Como tantos otros, ninguno de los dos cines existe hoy. Uno era el Continental, en Carabobo al 900, debajo de la autopista. Para llegar al otro había que cruzar el puente Alsina y, para que la redundancia no dejara dudas sobre el punto geográfico, llegar al Gran Alsina. Eran cines de efecto mágico y antiburocrático donde la cédula de identidad perdía vigencia. Cines con acomodadores piratones que hacían la vista gorda y dejaban entrar a pibes que claramente no cruzaban la línea autorizadora de los 18 años. Cines donde veíamos a Isabel Sarli. La Coca.
Habrá que pedir disculpas por esto: estas líneas no corresponden con la voluntad de deconstrucción de la era. Claro que la Coca fue un neto ejemplo de cine sexploitation, morocha argentina, un cacho de carne puesto a la vista para deleite de los machos. Pero los adolescentes jeropas que fuimos despiden en estas horas a un símbolo y a una compañera de épocas largamente idas, y no hay manera de deconstruir el pasado. Ni voluntad. Después de todo, el presente tampoco permite ver con la más mínima seriedad esas piezas de ficción hoy insostenibles. Lo que importa es otra cosa. Lo que importa es que en el contexto de la dictadura que lo asfixiaba todo, la Coca era una anomalía. Tetas en pantalla. Una mujer hermosa y caliente que se curtía hombres a mansalva, y nosotros en la oscuridad de la sala pulguienta con los ojos como platos. Calladitos la boca, porque si nos pasábamos de rosca el acomodador del Continental venía con un palo de escoba a golpear los respaldos y ponernos en caja. Siempre en las últimas filas y cerca de la puerta por si caía un inspector. El inspector nunca caía.

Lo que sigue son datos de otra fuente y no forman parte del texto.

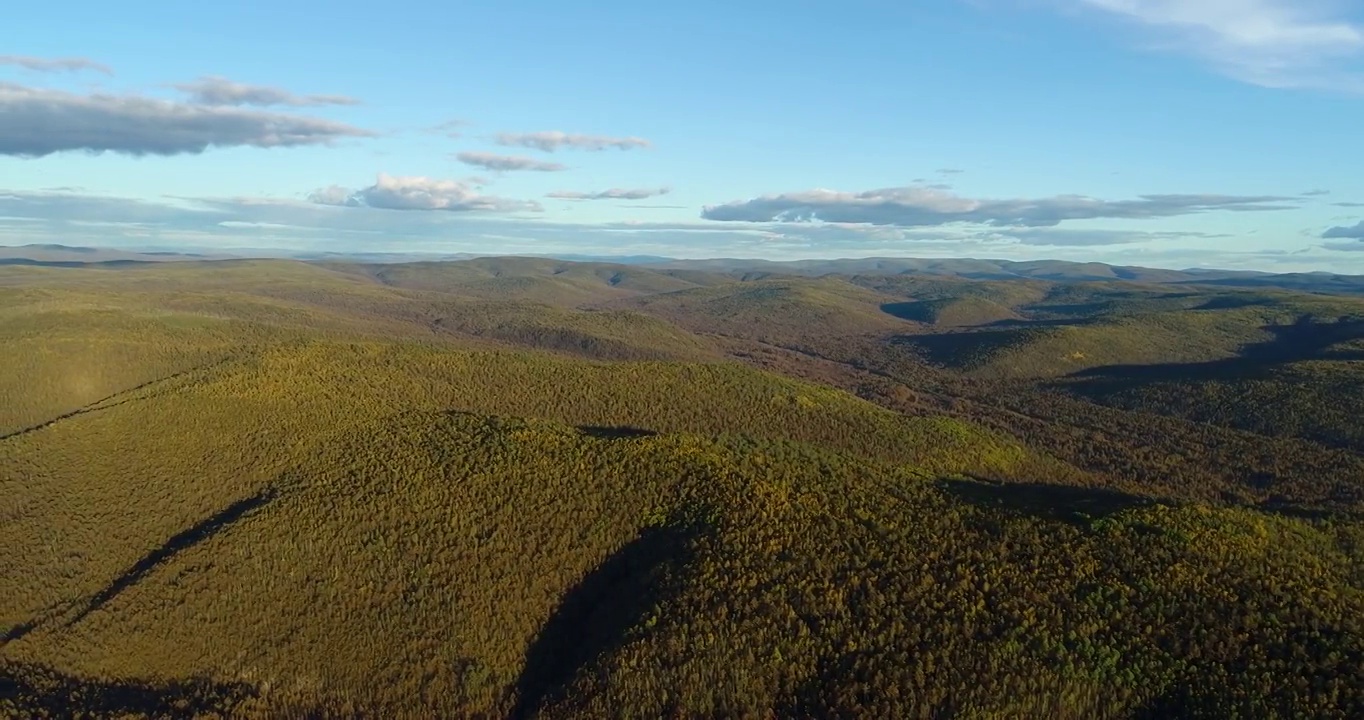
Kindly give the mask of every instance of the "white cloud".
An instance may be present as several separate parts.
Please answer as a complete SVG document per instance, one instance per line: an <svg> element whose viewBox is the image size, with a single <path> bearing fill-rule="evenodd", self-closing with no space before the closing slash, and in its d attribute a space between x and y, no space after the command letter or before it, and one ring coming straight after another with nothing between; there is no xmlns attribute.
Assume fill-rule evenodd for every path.
<svg viewBox="0 0 1364 720"><path fill-rule="evenodd" d="M352 194L354 193L349 188L328 185L308 193L308 200L318 205L345 205L350 201Z"/></svg>
<svg viewBox="0 0 1364 720"><path fill-rule="evenodd" d="M764 195L712 205L708 220L732 222L830 222L924 227L974 223L995 227L1051 227L1067 220L1146 219L1214 210L1285 210L1291 198L1234 195L1143 195L1136 200L1100 200L1082 195L979 200L945 190L900 187L840 192L808 190Z"/></svg>
<svg viewBox="0 0 1364 720"><path fill-rule="evenodd" d="M27 55L0 55L0 65L13 65L33 72L78 72L80 70L92 70L105 75L113 75L114 71L104 63L98 63L89 58L67 57L67 58L39 58Z"/></svg>
<svg viewBox="0 0 1364 720"><path fill-rule="evenodd" d="M517 170L531 170L535 172L561 172L567 170L568 166L561 163L545 162L535 158L519 157L516 155L498 155L486 152L462 152L455 156L456 160L465 165L481 167L485 170L494 172L513 172Z"/></svg>
<svg viewBox="0 0 1364 720"><path fill-rule="evenodd" d="M1364 24L1334 0L1072 0L1267 87L1364 90Z"/></svg>
<svg viewBox="0 0 1364 720"><path fill-rule="evenodd" d="M249 220L224 220L218 223L218 227L228 230L244 230L247 232L257 230L297 230L300 232L331 232L330 228L310 227L308 225L291 225L289 223L272 222L252 222Z"/></svg>
<svg viewBox="0 0 1364 720"><path fill-rule="evenodd" d="M653 145L648 140L639 137L583 135L579 133L561 132L559 130L532 133L500 133L496 140L498 145L535 148L536 150L543 150L544 152L554 152L560 148L592 150L597 152L610 149L632 150L635 148L647 148Z"/></svg>
<svg viewBox="0 0 1364 720"><path fill-rule="evenodd" d="M645 198L667 195L671 188L611 188L597 192L578 192L575 190L557 190L545 195L545 197L556 198L559 200L643 200Z"/></svg>
<svg viewBox="0 0 1364 720"><path fill-rule="evenodd" d="M433 132L438 135L444 135L445 137L448 138L458 138L464 134L464 130L462 128L468 127L469 125L470 123L468 120L455 118L454 120L446 120L445 122L440 123L439 125L427 128L427 132Z"/></svg>
<svg viewBox="0 0 1364 720"><path fill-rule="evenodd" d="M1199 232L1144 232L1140 230L1078 230L1068 228L1013 228L1001 230L1001 237L1023 245L1046 247L1099 247L1103 245L1149 245L1162 240L1188 243L1194 240L1225 237Z"/></svg>
<svg viewBox="0 0 1364 720"><path fill-rule="evenodd" d="M453 181L382 178L364 191L326 193L335 207L284 198L138 200L76 192L0 190L0 244L61 243L198 250L467 252L663 255L670 257L978 257L1068 259L1155 267L1364 271L1364 243L1346 239L1283 265L1273 241L1214 242L1172 231L995 228L964 224L895 227L841 223L567 223L496 212L429 212L497 206ZM380 187L384 186L384 187ZM396 187L395 187L396 186ZM397 196L385 202L384 192ZM444 198L443 200L440 198ZM368 202L375 203L373 206ZM510 201L515 203L516 201ZM398 206L428 212L395 212ZM1245 240L1245 242L1242 242ZM1317 243L1323 242L1317 240ZM1232 248L1235 248L1234 250ZM1276 254L1277 253L1277 254Z"/></svg>
<svg viewBox="0 0 1364 720"><path fill-rule="evenodd" d="M360 104L359 100L345 95L297 95L283 88L268 85L247 85L217 75L202 77L194 82L179 83L174 87L188 95L191 101L200 105L309 107Z"/></svg>
<svg viewBox="0 0 1364 720"><path fill-rule="evenodd" d="M301 115L0 83L0 155L32 158L73 150L179 155L210 147L326 145L373 135Z"/></svg>
<svg viewBox="0 0 1364 720"><path fill-rule="evenodd" d="M439 180L380 173L373 185L355 191L333 185L316 190L308 200L318 205L371 207L384 210L445 210L452 212L538 212L539 203L481 195L459 180Z"/></svg>

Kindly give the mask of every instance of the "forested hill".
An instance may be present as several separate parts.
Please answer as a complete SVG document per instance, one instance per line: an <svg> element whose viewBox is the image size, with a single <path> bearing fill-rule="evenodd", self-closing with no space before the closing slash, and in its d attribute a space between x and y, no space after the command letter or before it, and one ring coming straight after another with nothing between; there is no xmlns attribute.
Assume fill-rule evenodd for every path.
<svg viewBox="0 0 1364 720"><path fill-rule="evenodd" d="M0 261L0 716L1364 715L1348 288L145 260Z"/></svg>
<svg viewBox="0 0 1364 720"><path fill-rule="evenodd" d="M1122 280L1138 283L1168 283L1176 285L1212 285L1238 288L1273 288L1325 294L1364 294L1364 276L1341 275L1329 272L1270 273L1247 270L1219 270L1191 268L1182 270L1107 265L1095 262L1064 260L990 260L972 258L845 258L836 260L755 260L716 258L679 260L651 255L630 256L518 256L516 258L484 257L469 253L401 253L401 252L297 252L285 250L238 250L232 255L222 251L174 250L118 250L68 245L0 246L0 264L29 264L49 266L79 266L85 264L128 264L135 262L166 262L173 260L206 260L276 258L316 263L339 264L451 264L476 261L488 262L572 262L609 266L632 266L660 271L691 271L716 273L732 278L753 278L768 275L819 277L822 275L938 275L971 280L1034 279L1048 281L1108 281Z"/></svg>

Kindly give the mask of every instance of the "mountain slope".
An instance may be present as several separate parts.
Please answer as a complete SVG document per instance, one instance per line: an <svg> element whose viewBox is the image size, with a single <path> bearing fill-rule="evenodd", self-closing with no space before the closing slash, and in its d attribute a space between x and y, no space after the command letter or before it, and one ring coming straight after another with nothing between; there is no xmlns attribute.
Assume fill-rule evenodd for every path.
<svg viewBox="0 0 1364 720"><path fill-rule="evenodd" d="M886 312L888 298L838 279L731 282L621 301L694 332L769 342L801 336L866 335L907 323Z"/></svg>
<svg viewBox="0 0 1364 720"><path fill-rule="evenodd" d="M1364 701L1357 534L1019 488L790 444L403 414L332 434L11 630L3 672L204 675L250 688L242 716L1347 717Z"/></svg>
<svg viewBox="0 0 1364 720"><path fill-rule="evenodd" d="M0 267L0 716L1364 712L1357 300L376 268Z"/></svg>

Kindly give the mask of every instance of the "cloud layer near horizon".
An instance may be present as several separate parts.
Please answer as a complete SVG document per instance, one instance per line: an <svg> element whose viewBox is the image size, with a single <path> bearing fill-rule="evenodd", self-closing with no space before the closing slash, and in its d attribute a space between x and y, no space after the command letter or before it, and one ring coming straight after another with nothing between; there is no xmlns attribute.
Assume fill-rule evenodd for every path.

No había canilla libre de porno en internet, los telos los veíamos de afuera, solo algún afortunado tenía un pariente mayor con revistas importadas. No hablabas de sexo con tus padres. En la escuela una vez a las pibas les habían ido a pasar una peliculita que trataba cuestiones "íntimas", a nosotros ni eso. Apenas si teníamos a la Coca y nuestra imaginación. Nunca nos pasaba lo que les pasaba a los hombres que se cruzaban con ella en pantalla, y por eso valía la pena tomarse el 85 y cruzar el puente para un doble programa en el que pasaba de todo. La Coca cada vez más grande, cada vez más icono, la Coca indiscutible. No importaba que fueran reposiciones con una cinta cada vez más destruida. No importaba cuándo se había filmado todo eso. La Coca era eterna.
La Coca, al cabo, resultó más eterna que los cines que la albergaron.